ABD’nin, Küba’daki insan hakları ihlallerinin sona ermesi ve siyasi tutukluların koşulsuz serbest bırakılması ve Küba halkının refah içinde daha özgür yaşaması yönündeki söylemleri çok doğru.
ABD son dönemde Kübalılar için seyahat yasağını ve Küba’ya para transferinin önündeki engelleri kaldırarak aynı zamanda bazı Amerikan firmalarının Küba’daki faaliyetlerine izin verdi.
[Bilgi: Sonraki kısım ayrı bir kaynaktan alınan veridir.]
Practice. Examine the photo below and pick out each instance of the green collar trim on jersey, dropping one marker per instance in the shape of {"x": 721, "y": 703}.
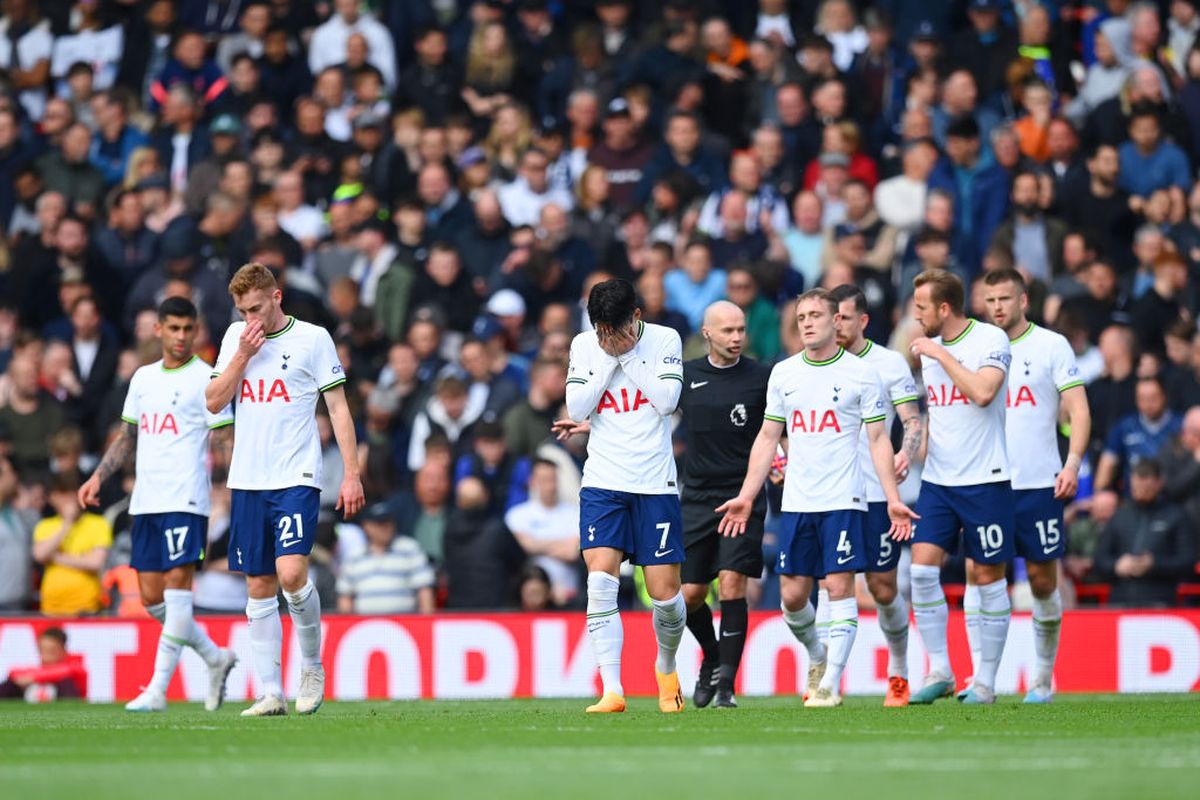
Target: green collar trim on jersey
{"x": 1027, "y": 331}
{"x": 822, "y": 364}
{"x": 166, "y": 368}
{"x": 960, "y": 336}
{"x": 292, "y": 320}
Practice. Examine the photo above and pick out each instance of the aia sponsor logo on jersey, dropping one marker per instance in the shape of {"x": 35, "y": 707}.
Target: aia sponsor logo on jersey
{"x": 261, "y": 392}
{"x": 815, "y": 421}
{"x": 155, "y": 425}
{"x": 1024, "y": 397}
{"x": 943, "y": 395}
{"x": 622, "y": 403}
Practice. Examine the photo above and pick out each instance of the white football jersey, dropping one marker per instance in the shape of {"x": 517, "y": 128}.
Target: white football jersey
{"x": 629, "y": 403}
{"x": 966, "y": 443}
{"x": 173, "y": 438}
{"x": 899, "y": 388}
{"x": 276, "y": 445}
{"x": 1043, "y": 366}
{"x": 823, "y": 407}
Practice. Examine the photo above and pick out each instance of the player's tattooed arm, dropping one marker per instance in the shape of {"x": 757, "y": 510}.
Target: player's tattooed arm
{"x": 913, "y": 429}
{"x": 120, "y": 453}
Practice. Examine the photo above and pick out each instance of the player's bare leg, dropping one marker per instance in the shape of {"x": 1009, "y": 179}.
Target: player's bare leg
{"x": 267, "y": 644}
{"x": 795, "y": 591}
{"x": 604, "y": 625}
{"x": 700, "y": 623}
{"x": 1047, "y": 625}
{"x": 931, "y": 613}
{"x": 843, "y": 629}
{"x": 304, "y": 606}
{"x": 731, "y": 587}
{"x": 893, "y": 615}
{"x": 670, "y": 619}
{"x": 167, "y": 596}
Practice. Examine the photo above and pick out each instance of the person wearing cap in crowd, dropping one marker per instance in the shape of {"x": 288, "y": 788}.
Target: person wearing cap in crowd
{"x": 178, "y": 252}
{"x": 393, "y": 576}
{"x": 987, "y": 48}
{"x": 622, "y": 154}
{"x": 225, "y": 134}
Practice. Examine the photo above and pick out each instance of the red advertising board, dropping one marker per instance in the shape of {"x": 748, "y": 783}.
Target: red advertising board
{"x": 549, "y": 655}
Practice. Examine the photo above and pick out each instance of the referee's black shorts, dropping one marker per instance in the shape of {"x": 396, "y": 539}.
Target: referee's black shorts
{"x": 707, "y": 552}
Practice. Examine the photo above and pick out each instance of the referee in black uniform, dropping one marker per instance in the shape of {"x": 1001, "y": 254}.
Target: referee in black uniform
{"x": 723, "y": 402}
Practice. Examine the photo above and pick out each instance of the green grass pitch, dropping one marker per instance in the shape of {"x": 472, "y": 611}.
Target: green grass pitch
{"x": 1083, "y": 746}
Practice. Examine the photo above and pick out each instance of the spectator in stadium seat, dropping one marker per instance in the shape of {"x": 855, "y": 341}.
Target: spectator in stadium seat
{"x": 527, "y": 422}
{"x": 547, "y": 530}
{"x": 16, "y": 537}
{"x": 57, "y": 668}
{"x": 1137, "y": 437}
{"x": 391, "y": 577}
{"x": 72, "y": 547}
{"x": 1149, "y": 546}
{"x": 1181, "y": 468}
{"x": 31, "y": 415}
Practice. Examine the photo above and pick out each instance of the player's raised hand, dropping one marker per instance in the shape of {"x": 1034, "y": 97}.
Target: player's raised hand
{"x": 89, "y": 493}
{"x": 1066, "y": 483}
{"x": 737, "y": 513}
{"x": 564, "y": 429}
{"x": 252, "y": 337}
{"x": 349, "y": 497}
{"x": 925, "y": 346}
{"x": 901, "y": 517}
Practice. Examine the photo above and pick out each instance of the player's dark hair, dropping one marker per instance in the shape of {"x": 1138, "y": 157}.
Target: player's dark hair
{"x": 612, "y": 302}
{"x": 943, "y": 287}
{"x": 55, "y": 633}
{"x": 1006, "y": 275}
{"x": 823, "y": 295}
{"x": 177, "y": 307}
{"x": 850, "y": 292}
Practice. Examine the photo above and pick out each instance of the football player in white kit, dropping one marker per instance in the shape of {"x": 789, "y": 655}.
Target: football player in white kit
{"x": 274, "y": 367}
{"x": 1043, "y": 379}
{"x": 167, "y": 426}
{"x": 823, "y": 397}
{"x": 883, "y": 553}
{"x": 624, "y": 382}
{"x": 965, "y": 486}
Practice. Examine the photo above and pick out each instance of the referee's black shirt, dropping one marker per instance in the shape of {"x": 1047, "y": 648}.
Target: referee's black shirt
{"x": 723, "y": 411}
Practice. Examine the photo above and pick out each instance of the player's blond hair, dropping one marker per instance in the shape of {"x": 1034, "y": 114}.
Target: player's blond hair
{"x": 943, "y": 287}
{"x": 252, "y": 276}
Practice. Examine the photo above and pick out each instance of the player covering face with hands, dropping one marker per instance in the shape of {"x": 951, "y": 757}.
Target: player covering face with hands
{"x": 623, "y": 384}
{"x": 822, "y": 397}
{"x": 274, "y": 368}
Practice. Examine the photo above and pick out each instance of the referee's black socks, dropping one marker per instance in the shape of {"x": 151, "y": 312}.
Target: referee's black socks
{"x": 700, "y": 623}
{"x": 735, "y": 619}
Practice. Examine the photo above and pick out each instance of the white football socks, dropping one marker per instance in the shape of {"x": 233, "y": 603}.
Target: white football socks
{"x": 175, "y": 627}
{"x": 843, "y": 629}
{"x": 929, "y": 608}
{"x": 304, "y": 605}
{"x": 894, "y": 624}
{"x": 670, "y": 620}
{"x": 605, "y": 630}
{"x": 1047, "y": 625}
{"x": 823, "y": 615}
{"x": 803, "y": 626}
{"x": 267, "y": 643}
{"x": 995, "y": 613}
{"x": 971, "y": 619}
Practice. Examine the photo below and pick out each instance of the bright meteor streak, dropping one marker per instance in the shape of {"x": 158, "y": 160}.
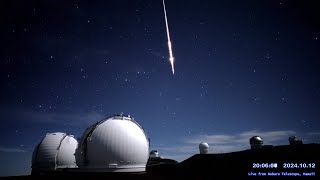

Özetle Küba halkı da her toplum gibi özgürlüğü hak ediyor. Her iki devletin bir şekilde orta yolu bularak anlaşmaları gerekiyor. Bu bakımdan karşılıklı tutuklu değişimi ve son dönemdeki açıklamalar bu yönden bir umut kapısı.
Küba gibi 50 yıldır komünizmin pençesinde kalmış bir ülkede toplumun ahlaki değerlerden yoksun ve dinden uzak olarak yetişmesi büyük bir problemdir. Dünya ülkeleri Küba’daki insanların ekonomik şartlarını düzeltirken manevi yönden gelişimlerini de arttırmaya yönelik hareket etmeliler. Çünkü başka hiçbir yöntem Küba halkını ve Amerikan halkını kalıcı bir huzura ve barışa sevk edemez.